Crypto is rife with buzzwords: “community,” “protocol,” “permissionless,” “decentralised.”
The US Securities and Exchange Commission has honed in on one, “ecosystem,” in its bid to convince courts that cryptocurrencies are much like stocks and bonds — in other words, within its regulatory purview.
Crypto lobbyists, along with nine state attorneys general, pushed back in a flurry of court documents Thursday.
The Blockchain Association and DeFi Education Fund filed a joint amicus brief in which they derided the SEC argument that cryptocurrencies amount to “investment contracts” because the digital assets exist within ecosystems that founders and developers are actively trying to improve.
The industry lobbyists were joined by state attorneys general from Montana, Arkansas, Iowa, Mississippi, Nebraska, Ohio, South Dakota, and Texas.
An amicus, or friend of the court, is a legal document offering support or information on legal cases from parties not directly involved.
The brief was filed in support of crypto exchange Kraken, which is being sued by the SEC for commingling customer funds with its own and for acting as an unregistered securities exchange, broker, dealer, and clearing agency.
‘That doesn’t make the Tesla a security’
The SEC’s argument is akin to mistaking a company’s product for the company itself, Marisa Coppel, the Blockchain Association’s top lawyer, told DL News, echoing an argument made in the lobbyist group’s brief. That Tesla, the electric car manufacturer, is building its own network of chargers doesn’t mean the cars themselves should be treated like stocks and bonds.
“When you buy a Tesla, you’re relying on the company to maintain and create its charging network, because otherwise you wouldn’t be able to use your car,” she said. “But that doesn’t make the Tesla a security.”
The SEC is charged with policing the US securities markets to protect investors from fraud and abuse.
Since the collapse of crypto exchange FTX in November 2022, the SEC has cracked down on the crypto industry, suing players large and small for offering unregistered securities. Chair Gary Gensler has said the “vast majority of crypto assets are investment contracts and thus subject to the federal securities laws.”
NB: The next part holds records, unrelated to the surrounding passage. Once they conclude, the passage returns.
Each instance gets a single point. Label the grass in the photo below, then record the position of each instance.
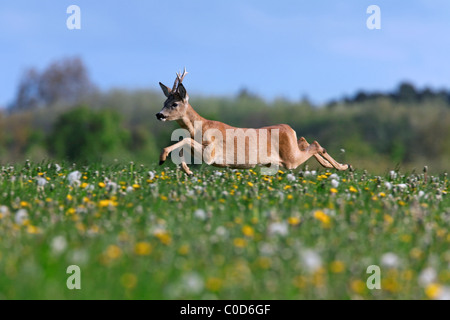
(140, 232)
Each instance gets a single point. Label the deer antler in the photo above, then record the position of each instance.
(179, 79)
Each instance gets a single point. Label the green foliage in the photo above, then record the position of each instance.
(83, 134)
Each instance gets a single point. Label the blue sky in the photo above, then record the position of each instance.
(321, 49)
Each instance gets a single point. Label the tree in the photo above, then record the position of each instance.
(65, 81)
(83, 134)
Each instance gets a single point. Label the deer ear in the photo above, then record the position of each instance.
(165, 89)
(182, 92)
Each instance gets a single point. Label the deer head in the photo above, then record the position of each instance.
(176, 103)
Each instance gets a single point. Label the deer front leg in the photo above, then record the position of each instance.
(303, 144)
(166, 151)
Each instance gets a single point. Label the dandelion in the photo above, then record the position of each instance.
(58, 244)
(143, 248)
(390, 260)
(322, 216)
(337, 266)
(239, 242)
(113, 252)
(311, 260)
(21, 217)
(280, 228)
(74, 178)
(248, 231)
(128, 280)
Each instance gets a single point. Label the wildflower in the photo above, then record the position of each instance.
(41, 182)
(322, 216)
(280, 228)
(248, 231)
(128, 280)
(143, 248)
(21, 216)
(290, 177)
(311, 259)
(337, 266)
(390, 260)
(334, 183)
(239, 242)
(113, 252)
(293, 221)
(74, 177)
(58, 244)
(200, 214)
(427, 276)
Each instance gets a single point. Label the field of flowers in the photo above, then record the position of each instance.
(140, 232)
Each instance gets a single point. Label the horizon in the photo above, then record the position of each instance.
(321, 51)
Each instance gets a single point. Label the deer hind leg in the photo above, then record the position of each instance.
(303, 144)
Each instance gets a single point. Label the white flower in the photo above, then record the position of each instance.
(192, 283)
(41, 181)
(311, 259)
(21, 216)
(290, 177)
(390, 260)
(58, 244)
(334, 183)
(280, 228)
(334, 176)
(200, 214)
(427, 276)
(74, 177)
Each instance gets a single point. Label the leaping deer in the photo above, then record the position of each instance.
(290, 152)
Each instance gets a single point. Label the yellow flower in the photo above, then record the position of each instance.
(353, 189)
(240, 242)
(248, 231)
(184, 249)
(213, 284)
(358, 286)
(143, 248)
(164, 237)
(113, 252)
(337, 266)
(433, 290)
(128, 280)
(322, 216)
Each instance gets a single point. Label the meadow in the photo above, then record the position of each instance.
(148, 232)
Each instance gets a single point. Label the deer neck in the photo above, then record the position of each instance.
(188, 120)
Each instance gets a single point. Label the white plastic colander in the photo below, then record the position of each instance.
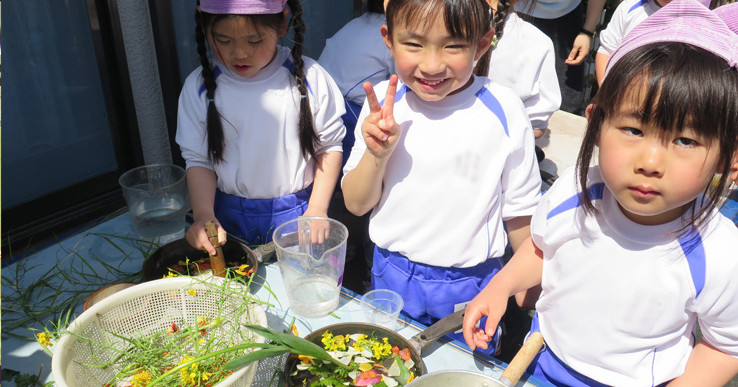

The industry has treated the crackdown as something of an existential crisis, arguing that shoehorning crypto assets into existing securities laws would amount to a death sentence given their unique features and the cost of complying with government regulations.
In March 2023, crypto exchange Kraken agreed to pay a $30 million fine and end its staking program in the US to settle an earlier SEC lawsuit alleging the staking program was itself an unregistered security.
But the regulator returned in November, suing Kraken in federal court in San Francisco.
Supposed securities available on Kraken include Solana’s SOL, Polygon’s MATIC, Cardano’s ADA, and several other tokens, according to the SEC.
The SEC holds that an investment contract exists if there is an investment of money in a “common enterprise” with a “reasonable expectation of profits derived from the efforts of others” — criteria known as the “Howey Test” for the landmark 1946 case SEC v. W.J. Howey Co.
“A reasonable investor would have understood the offer and sale of each of the Kraken-Traded Securities as offers and sales of investment contracts,” the SEC said in its complaint against Kraken.
“Purchasers of the Kraken-Traded Securities would reasonably have expected to profit from the efforts of these issuers and promoters to grow and maintain the technology platforms and blockchain ecosystems associated with these crypto assets because such growth or operations could in turn increase the price of the underlying crypto asset and/or provide increased value to holders of the Kraken-Traded Securities.”
Attorneys general impact
Coppel said it was “absurd” and an overly broad interpretation of the Howey Test.
“In my reading of Howey and all the other cases that set forth a precedent in this area, that’s just not the law,” Coppel said. “It disregards certain elements of Howey, and only focuses on the expectation of profit.”
She called the participation of state attorneys general a “powerful” move that could get the court’s attention.
“They don’t weigh in on every single case, even if the case could potentially impact people in their state. I think a judge would look at an amicus brief by any other government organisation slightly differently. Like maybe give that a little bit more weight.”
The industry has put much of its faith in courts after a series of victories last year. But Coppel believes industry developers are still nervous about running afoul of the SEC.
“People tend to be more bullish and more willing to take risks in a bull market,” she said. “As the market shifts, I think the risk calculation also shifts, but I don’t think that’s due to any anxiety ease from the SEC.”